Don’t look now, but the Arizona Coyotes are the fourth best team in the Western Conference. If that fact feels like it came out of nowhere, as it has for a lot of people in the hockey world this season, you’re not alone. Amidst the coach firings, the subtle — and not so subtle — attempts at tanking and trade talks that have dominated the 2019-20 NHL season so far, the Coyotes are quietly having themselves a solid year.
After 28 games this season, the Coyotes hold a 15-9-4 record on the year, as they sit at second place in the Pacific Division. The Edmonton Oilers are the Pacific’s first place team with one more game played than Arizona, and they have a three-point lead over the Coyotes in the standings at the start of December.
Accused of playing “boring” hockey by Canadian hockey media, the Coyotes this season have really been anything but. Though the Coyotes are in the bottom half of the league in terms of goals scored this season — they are averaging 2.79 goals per game — Arizona is doing a stellar job of keeping their opponents out of their net. Only the New York Islanders and the Boston Bruins have allowed fewer goals against this season than the Coyotes, and Arizona’s goal differential of plus-11 is top 10 in the entire NHL.

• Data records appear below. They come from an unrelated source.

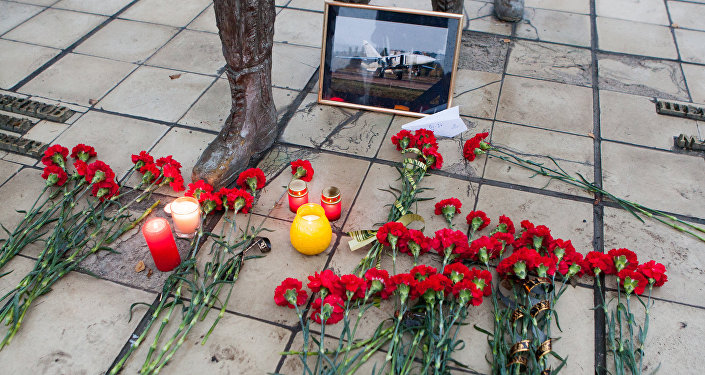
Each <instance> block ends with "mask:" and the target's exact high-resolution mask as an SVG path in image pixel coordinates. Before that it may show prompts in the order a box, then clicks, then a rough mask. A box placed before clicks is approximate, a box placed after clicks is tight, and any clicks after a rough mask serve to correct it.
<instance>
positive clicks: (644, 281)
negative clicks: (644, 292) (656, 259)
mask: <svg viewBox="0 0 705 375" xmlns="http://www.w3.org/2000/svg"><path fill="white" fill-rule="evenodd" d="M617 277H618V278H619V285H621V286H622V289H624V291H625V292H626V293H627V295H629V294H632V292H634V293H636V294H644V289H646V286H647V285H648V284H649V282H648V281H647V280H646V277H644V275H642V274H641V272H636V271H633V270H630V269H628V268H625V269H623V270H621V271H619V273H618V274H617Z"/></svg>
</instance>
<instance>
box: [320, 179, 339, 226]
mask: <svg viewBox="0 0 705 375" xmlns="http://www.w3.org/2000/svg"><path fill="white" fill-rule="evenodd" d="M321 206H322V207H323V211H325V212H326V217H327V218H328V220H330V221H335V220H338V219H340V214H341V212H342V206H343V205H342V204H341V197H340V189H338V188H337V187H335V186H329V187H327V188H325V189H323V192H321Z"/></svg>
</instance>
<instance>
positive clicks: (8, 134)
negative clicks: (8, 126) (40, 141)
mask: <svg viewBox="0 0 705 375" xmlns="http://www.w3.org/2000/svg"><path fill="white" fill-rule="evenodd" d="M48 147H49V145H47V144H46V143H42V142H38V141H33V140H31V139H24V138H20V137H16V136H14V135H9V134H5V133H0V150H5V151H10V152H16V153H20V154H23V155H27V156H30V157H33V158H37V159H40V158H41V157H42V155H43V154H44V151H45V150H46V149H47V148H48Z"/></svg>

Leading the charge in net this season has been the duo of Darcy Kuemper and Antti Raanta. Though not big-name goaltenders on their own, the pair have combined for a .931 save percentage this season that tracks as tied for first with the Bruins, according to Hockey Reference. Kuemper has been especially spectacular this season, as in 18 starts this season the 29-year-old netminder has a .935 save percentage, besting Winnipeg’s Connor Hellebuyck for first place in the first two months of the year.
Kuemper is a career .918 save percentage netminder, but last season in Arizona he put up a .925 save percentage in 55 starts as one of the NHL’s best goaltenders. Since coming over from the Los Angeles Kings in a 2018 trade, Kuemper has revitalized himself — and the Coyotes — over the last few years, and Arizona is reaping the benefits.

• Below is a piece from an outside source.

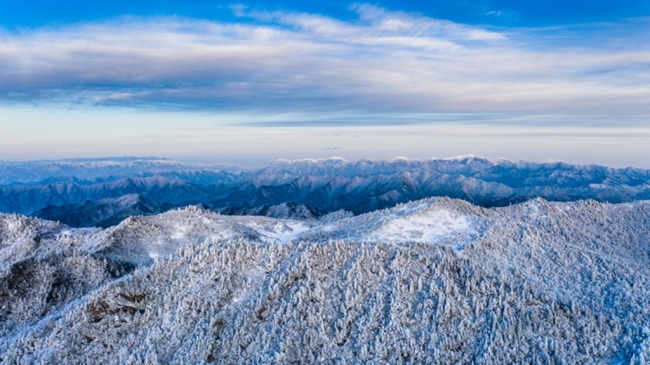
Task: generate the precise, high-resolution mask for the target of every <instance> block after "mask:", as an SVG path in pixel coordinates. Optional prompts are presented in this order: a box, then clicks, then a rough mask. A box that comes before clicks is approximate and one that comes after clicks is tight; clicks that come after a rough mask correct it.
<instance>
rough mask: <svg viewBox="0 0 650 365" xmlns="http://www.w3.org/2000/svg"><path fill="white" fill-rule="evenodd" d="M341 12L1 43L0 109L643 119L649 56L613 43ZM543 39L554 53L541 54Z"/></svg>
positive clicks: (371, 11)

The Coyotes, much like the Islanders, have been deploying a defensive system that has kept their opponents to the perimeter of their offensive zone, limiting the high-danger shots their netminders face in a given game.

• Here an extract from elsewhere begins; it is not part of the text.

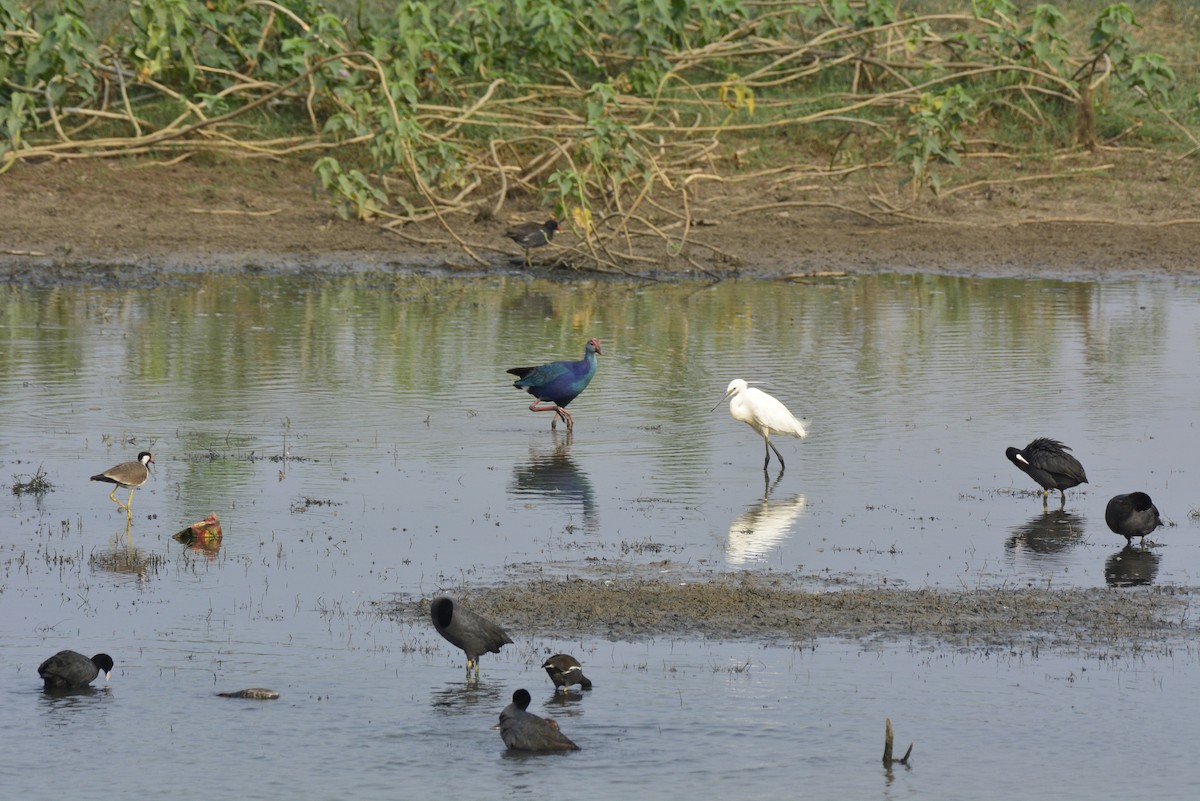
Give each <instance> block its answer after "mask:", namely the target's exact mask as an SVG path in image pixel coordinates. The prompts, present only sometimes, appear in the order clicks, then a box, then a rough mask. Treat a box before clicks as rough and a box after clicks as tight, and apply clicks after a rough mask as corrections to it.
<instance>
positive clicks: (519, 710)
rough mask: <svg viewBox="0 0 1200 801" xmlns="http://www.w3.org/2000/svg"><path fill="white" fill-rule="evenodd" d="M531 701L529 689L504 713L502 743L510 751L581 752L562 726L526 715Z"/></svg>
mask: <svg viewBox="0 0 1200 801" xmlns="http://www.w3.org/2000/svg"><path fill="white" fill-rule="evenodd" d="M530 700H532V698H530V695H529V691H528V689H518V691H516V692H515V693H512V703H511V704H509V705H508V706H505V707H504V711H502V712H500V739H503V740H504V745H505V746H508V748H509V751H534V752H536V751H578V749H580V747H578V746H577V745H575V743H574V742H571V739H570V737H568V736H566V735H565V734H563V733H562V731H559V730H558V723H556V722H554V721H551V719H547V718H544V717H538V716H536V715H534V713H533V712H527V711H526V710H527V709H529V701H530Z"/></svg>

Arizona has allowed the ninth-most shots against this season (913) according to Hockey Reference but are overall keeping their high-danger chances to a minimum and allowing Kuemper and Raanta to make the necessary saves that have won them 15 hockey games this year.
As for the Coyotes’ offense, a youth movement has swept through Arizona. Four of the Coyotes’ top five point producers this season — Nick Schmaltz, Christian Dvorak, Clayton Keller and Conor Garland — are under 25-years-old, with Garland leading the Coyotes with his 10 goals on the season.
The Coyotes are not producing a ton of offense overall this year, but the fact that the majority of their top scorers this season are players under the age of 25 means the future is bright in Arizona.
There are some blemishes to the Coyotes this season. While the team has an impressive road record of 8-3-3, their record at home of 7-6-1 is mediocre and needs to be improved upon as the season goes along. Arizona has lost four of their last six games while in the midst of a tough road schedule that has many still wondering if this team is worthy of their second place spot in the Pacific.
The Coyotes have a three-game East Coast road trip on deck against the middling Blue Jackets and injury-riddled Penguins alongside a tough Flyers team. The road does get easier for Arizona, as they’ll face the Blackhawks twice with games against the Flames and Devils in mid-December after their road trip.
Even though the Coyotes have not played a perfect two months of hockey, they are putting themselves in a great spot to make the postseason. Arizona’s playoff chances are still high even in the midst of this tough stretch, and the team already looks like they’ll be able to surpass the 39 wins they put together just a season ago.
Should the Coyotes keep up their defensive-oriented play — and their goaltending does not diminish — the team could very well be on their way to their first playoff appearance since the 2011-12 season.
For now, though, it’s time to stop sleeping on the Coyotes.